Excerpt


- The Boy Scouts of America has mortgaged one of the most spectacular properties it owns, the vast Philmont Scout Ranch in New Mexico, to help secure a line of credit as the financially strapped organization faces a growing wave of new sex-abuse lawsuits.

The BSA said Friday that it has no plans to sell the property, and that the land is being used as collateral to help meet financial needs that include rising insurance costs related to sex-abuse litigation.

However, the move dismayed a member of Philmont’s oversight committee, who says it violates agreements made when the land was donated in 1938. The BSA disputed his assertion.

Top BSA officials signed the document in March, but members of the Philmont Ranch Committee only recently learned of the development, according to committee member Mark Stinnett.

In a memo sent to his fellow members, Stinnett — a Colorado-based lawyer — decried the financial maneuver and the lack of consultation with the committee.

“I cannot begin to tell you how sorry I am to be the one to break this news to you,” Stinnett wrote. “The first point of the Scout Law is ‘A Scout is trustworthy.’ I am distressed beyond words at learning that our leaders apparently have not been.”

“But I am even more distressed to learn that Waite Phillips’ magnificent gift has now been put at risk,” Stinnett added.

Phillips was a successful oilman who used some of his fortune to develop a huge ranch in northeastern New Mexico. In 1938, and again in 1941, he donated two large tracts of the ranch to the Boy Scouts.
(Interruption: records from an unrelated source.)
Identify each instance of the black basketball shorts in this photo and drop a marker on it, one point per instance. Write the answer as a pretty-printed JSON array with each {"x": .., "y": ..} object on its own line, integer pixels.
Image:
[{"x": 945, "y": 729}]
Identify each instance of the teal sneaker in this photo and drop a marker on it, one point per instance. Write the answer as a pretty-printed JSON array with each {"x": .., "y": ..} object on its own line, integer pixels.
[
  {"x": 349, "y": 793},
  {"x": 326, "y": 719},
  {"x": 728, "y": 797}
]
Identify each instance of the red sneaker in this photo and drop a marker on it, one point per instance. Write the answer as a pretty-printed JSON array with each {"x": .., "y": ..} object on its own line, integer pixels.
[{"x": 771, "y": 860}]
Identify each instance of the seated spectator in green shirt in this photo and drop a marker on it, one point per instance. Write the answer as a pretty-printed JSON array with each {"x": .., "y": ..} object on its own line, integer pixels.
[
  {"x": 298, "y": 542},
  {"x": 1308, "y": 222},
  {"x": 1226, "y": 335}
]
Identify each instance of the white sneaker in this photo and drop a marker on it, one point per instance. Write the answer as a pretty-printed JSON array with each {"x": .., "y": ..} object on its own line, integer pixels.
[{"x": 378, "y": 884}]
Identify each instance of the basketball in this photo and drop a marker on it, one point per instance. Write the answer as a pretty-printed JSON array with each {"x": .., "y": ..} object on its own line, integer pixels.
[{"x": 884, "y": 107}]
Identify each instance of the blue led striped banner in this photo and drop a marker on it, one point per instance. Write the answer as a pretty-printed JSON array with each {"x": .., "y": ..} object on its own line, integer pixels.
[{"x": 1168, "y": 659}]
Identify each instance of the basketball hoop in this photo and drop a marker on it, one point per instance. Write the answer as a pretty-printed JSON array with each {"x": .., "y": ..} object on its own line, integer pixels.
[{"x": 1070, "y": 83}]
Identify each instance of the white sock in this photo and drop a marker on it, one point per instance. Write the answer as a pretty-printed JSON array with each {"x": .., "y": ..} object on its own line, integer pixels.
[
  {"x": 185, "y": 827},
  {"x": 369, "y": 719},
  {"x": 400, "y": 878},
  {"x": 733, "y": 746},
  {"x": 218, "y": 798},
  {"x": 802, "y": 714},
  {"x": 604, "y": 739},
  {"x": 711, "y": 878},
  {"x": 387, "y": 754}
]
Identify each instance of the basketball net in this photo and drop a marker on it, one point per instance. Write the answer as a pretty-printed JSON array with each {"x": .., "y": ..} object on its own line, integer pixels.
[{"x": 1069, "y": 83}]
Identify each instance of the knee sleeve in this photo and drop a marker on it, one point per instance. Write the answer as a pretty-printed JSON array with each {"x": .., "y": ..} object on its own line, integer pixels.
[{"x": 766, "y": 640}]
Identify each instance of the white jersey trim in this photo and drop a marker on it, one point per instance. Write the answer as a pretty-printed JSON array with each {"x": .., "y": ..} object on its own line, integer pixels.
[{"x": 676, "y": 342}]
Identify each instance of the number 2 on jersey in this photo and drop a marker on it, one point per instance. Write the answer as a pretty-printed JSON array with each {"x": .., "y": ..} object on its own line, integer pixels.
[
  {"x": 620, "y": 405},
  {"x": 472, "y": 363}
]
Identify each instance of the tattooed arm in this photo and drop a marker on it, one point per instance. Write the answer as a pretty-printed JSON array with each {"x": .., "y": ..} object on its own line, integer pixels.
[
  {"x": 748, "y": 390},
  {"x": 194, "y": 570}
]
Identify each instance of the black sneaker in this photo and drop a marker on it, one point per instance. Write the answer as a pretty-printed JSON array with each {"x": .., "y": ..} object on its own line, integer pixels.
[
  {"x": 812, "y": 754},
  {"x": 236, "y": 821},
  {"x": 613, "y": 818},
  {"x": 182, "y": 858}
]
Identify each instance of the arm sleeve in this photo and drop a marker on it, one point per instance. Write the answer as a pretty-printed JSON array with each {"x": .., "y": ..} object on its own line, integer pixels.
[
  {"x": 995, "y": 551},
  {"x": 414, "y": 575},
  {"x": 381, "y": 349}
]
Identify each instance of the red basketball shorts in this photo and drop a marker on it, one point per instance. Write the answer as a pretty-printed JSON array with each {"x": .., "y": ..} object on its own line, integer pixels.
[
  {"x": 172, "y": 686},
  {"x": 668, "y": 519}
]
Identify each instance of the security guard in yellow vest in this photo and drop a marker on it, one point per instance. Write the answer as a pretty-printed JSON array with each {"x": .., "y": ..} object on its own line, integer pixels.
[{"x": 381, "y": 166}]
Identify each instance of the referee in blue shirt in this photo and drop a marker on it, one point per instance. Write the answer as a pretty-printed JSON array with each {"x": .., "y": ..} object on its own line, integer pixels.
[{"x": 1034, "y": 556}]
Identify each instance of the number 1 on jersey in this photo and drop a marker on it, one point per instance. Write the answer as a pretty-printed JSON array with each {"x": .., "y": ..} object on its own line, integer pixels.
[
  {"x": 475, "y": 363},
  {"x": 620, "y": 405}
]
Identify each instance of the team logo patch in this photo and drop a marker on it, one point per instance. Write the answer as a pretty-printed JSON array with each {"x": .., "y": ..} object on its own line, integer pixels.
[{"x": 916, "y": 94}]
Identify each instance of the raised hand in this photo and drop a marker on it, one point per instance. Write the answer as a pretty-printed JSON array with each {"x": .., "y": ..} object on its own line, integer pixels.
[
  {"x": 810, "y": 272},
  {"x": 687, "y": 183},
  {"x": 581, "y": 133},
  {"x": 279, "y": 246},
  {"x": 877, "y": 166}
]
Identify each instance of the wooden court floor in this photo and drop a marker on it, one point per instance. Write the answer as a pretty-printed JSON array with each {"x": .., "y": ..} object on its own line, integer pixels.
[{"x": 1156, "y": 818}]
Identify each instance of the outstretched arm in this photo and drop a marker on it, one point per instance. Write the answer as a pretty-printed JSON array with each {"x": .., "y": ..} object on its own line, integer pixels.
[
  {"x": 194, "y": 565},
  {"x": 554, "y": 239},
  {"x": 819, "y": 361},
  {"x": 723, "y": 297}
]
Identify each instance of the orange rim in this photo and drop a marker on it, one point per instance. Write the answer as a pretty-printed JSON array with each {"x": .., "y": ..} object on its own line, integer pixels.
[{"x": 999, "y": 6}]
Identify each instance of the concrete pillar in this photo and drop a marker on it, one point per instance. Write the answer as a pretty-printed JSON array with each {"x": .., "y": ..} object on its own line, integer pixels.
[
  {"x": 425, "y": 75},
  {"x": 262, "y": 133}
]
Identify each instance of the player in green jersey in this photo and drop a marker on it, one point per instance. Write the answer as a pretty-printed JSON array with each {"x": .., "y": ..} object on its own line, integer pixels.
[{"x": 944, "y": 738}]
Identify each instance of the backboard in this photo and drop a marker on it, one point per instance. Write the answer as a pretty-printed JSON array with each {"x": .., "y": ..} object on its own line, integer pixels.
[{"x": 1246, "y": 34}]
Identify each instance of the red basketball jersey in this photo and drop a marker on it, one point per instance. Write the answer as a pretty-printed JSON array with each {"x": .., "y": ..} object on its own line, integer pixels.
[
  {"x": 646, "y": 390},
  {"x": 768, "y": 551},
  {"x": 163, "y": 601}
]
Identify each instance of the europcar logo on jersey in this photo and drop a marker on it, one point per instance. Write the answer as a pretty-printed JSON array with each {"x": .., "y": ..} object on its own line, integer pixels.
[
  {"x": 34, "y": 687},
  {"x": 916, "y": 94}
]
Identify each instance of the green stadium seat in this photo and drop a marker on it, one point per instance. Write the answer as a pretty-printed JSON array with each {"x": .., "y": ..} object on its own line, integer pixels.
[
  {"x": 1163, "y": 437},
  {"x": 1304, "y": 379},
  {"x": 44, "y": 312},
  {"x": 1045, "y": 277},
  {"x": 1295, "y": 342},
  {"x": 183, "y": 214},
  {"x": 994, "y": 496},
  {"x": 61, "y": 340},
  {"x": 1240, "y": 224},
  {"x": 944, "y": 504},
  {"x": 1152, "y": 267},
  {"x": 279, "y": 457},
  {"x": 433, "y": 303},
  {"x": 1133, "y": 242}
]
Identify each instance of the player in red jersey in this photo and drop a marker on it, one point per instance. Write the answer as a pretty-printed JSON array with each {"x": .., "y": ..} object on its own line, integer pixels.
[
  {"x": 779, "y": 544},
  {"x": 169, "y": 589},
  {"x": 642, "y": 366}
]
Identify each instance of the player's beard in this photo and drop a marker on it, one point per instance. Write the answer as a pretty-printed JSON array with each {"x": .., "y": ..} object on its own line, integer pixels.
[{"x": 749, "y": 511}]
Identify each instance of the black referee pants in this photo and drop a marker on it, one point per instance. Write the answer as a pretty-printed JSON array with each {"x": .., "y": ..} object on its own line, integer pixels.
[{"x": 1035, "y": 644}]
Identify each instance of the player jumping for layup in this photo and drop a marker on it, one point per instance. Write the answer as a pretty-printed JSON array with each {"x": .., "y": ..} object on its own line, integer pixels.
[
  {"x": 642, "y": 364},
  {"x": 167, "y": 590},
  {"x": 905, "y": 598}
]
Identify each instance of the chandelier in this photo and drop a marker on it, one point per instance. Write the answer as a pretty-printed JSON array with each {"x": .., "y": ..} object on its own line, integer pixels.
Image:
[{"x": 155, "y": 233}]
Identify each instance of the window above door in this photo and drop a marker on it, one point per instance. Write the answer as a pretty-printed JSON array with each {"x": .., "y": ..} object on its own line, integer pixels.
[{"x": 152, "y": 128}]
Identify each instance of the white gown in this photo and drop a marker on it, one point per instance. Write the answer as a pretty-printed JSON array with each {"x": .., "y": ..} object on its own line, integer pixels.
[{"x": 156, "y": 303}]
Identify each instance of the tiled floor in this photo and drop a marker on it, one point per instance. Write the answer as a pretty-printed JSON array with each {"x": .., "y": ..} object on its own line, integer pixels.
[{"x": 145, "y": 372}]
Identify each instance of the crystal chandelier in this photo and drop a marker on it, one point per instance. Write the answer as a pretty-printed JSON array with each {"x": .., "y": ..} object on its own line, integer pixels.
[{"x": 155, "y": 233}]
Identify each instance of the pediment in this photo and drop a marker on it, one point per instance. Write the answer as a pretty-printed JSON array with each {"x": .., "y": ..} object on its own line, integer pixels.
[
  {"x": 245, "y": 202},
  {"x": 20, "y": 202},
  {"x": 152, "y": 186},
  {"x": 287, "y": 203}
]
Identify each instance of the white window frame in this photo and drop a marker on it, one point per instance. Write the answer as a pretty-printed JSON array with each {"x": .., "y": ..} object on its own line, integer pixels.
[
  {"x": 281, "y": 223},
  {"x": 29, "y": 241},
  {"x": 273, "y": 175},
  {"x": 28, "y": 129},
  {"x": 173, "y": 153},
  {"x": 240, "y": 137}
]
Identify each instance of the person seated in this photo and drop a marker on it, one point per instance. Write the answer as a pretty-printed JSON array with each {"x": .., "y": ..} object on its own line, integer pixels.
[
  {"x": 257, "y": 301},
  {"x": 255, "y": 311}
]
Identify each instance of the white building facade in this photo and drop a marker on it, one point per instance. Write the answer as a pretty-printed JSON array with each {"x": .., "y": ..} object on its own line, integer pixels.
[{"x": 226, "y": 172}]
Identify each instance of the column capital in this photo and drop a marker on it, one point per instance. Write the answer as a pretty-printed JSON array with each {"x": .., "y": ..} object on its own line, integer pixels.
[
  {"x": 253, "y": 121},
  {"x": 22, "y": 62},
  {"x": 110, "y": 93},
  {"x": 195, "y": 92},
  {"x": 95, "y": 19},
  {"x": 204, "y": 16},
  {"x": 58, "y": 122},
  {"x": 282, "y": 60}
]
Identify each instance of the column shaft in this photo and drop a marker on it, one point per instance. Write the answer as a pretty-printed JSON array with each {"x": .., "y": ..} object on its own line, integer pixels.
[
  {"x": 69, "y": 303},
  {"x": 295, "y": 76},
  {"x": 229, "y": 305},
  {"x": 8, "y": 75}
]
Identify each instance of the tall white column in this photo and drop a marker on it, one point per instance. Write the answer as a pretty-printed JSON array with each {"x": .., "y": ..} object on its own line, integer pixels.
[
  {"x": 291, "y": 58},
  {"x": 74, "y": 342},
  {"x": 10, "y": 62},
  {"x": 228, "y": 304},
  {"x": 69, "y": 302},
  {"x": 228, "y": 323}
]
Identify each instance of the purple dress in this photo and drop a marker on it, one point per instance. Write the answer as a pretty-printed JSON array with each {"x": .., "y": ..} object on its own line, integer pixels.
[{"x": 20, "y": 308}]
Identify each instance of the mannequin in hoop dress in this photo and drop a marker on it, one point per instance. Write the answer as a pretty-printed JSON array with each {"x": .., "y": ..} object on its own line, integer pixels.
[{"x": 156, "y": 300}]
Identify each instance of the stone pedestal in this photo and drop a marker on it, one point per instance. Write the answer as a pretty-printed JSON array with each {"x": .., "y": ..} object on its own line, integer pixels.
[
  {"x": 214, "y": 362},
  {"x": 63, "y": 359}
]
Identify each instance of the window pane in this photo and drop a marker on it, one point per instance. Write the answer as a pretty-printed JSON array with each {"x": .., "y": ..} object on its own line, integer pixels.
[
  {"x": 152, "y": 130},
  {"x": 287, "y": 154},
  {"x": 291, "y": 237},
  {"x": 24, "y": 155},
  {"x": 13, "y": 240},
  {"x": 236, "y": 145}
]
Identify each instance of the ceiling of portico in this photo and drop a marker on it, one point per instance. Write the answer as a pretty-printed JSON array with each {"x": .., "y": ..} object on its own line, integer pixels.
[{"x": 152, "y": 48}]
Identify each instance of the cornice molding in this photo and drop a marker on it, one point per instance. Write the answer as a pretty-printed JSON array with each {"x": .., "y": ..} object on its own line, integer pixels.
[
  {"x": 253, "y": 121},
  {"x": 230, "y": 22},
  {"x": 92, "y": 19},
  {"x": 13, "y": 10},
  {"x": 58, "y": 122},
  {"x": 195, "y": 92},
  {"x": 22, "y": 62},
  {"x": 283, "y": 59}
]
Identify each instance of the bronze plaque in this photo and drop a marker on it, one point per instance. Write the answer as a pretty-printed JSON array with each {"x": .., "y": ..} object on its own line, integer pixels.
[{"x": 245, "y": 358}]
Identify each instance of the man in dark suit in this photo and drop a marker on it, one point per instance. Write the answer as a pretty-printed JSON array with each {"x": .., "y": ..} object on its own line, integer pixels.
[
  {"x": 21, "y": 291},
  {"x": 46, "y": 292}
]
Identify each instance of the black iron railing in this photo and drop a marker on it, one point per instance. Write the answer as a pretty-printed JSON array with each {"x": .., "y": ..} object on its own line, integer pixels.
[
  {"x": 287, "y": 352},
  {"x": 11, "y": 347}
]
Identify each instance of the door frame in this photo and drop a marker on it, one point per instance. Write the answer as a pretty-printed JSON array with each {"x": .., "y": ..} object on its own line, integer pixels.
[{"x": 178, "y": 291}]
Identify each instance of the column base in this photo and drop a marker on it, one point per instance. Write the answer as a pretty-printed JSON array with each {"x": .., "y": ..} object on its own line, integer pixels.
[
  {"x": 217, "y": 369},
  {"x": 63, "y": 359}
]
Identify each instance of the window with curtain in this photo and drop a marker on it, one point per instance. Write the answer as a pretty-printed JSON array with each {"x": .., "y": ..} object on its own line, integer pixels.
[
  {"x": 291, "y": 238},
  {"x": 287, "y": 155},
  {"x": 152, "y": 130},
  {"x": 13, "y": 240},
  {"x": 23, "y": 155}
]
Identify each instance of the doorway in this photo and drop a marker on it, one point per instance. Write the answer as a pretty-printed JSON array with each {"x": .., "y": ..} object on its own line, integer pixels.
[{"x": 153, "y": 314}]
- Stinnett wrote that ranch committee member Julie Puckett — a granddaughter of Waite Phillips — had urged BSA officials in recent weeks to recognize Philmont as a restricted asset based on the understandings of all parties when Phillips donated the land.

“BSA management has instead stated its position that Philmont and its endowment are free and clear of restrictions and are thus theirs to take or encumber as they wish,” Stinnett wrote, depicting that stance as a “betrayal” of agreements made with the Phillips family.

The Boy Scouts disputed Stinnett’s assertion, saying nothing in the agreements with the Phillips family prevented the ranch from being used as collateral.